Nonequilibrium Quantum Critical Steady State: Transport Through a Dissipative Resonant Level

TL;DR

This paper investigates the nonequilibrium steady-state current near a quantum critical point in a dissipative quantum dot system, combining analytical theory and experimental measurements with excellent agreement.

Contribution

It provides the first combined analytical and experimental study of nonequilibrium transport at a quantum critical point in a dissipative resonant level system.

Findings

Analytical calculation matches experimental data without fitting parameters.

Identifies a two-channel Kondo-like quantum critical point in the system.

Demonstrates the system's suitability for studying nonequilibrium quantum phenomena.

Abstract

Nonequilibrium properties of correlated quantum matter are being intensively investigated because of the rich interplay between external driving and the many-body correlations.

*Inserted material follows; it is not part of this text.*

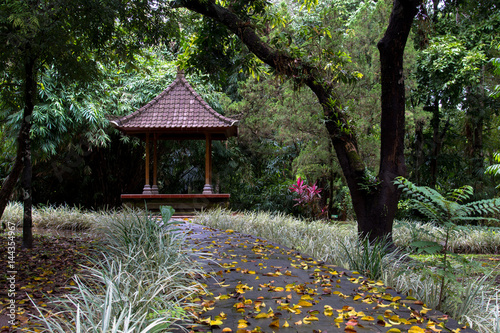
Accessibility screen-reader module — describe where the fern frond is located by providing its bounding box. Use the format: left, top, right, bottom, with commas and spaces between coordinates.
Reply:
463, 198, 500, 216
446, 185, 474, 202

Of particular interest is the nonequilibrium behavior near a quantum critical point (QCP), where the system is delicately balanced between different ground states. We present both an analytical calculation of the nonequilibrium steady-state current in a critical system and experimental results to which the theory is compared. The system is a quantum dot coupled to resistive leads: a spinless resonant level interacting with an ohmic dissipative environment. A two channel Kondo-like QCP occurs when the level is on resonance and symmetrically coupled to the leads, conditions achieved by fine-tuning using electrostatic gates. We calculate and measure the nonlinear current as a function of bias ($I$-$V$ curve) at the critical values of the gate voltages corresponding to the QCP. The quantitative agreement between the experimental data and the theory, with no fitting parameter, is excellent. As our system is fully accessible to both theory and experiment, it provides an ideal setting for addressing nonequilibrium phenomena in correlated quantum matter.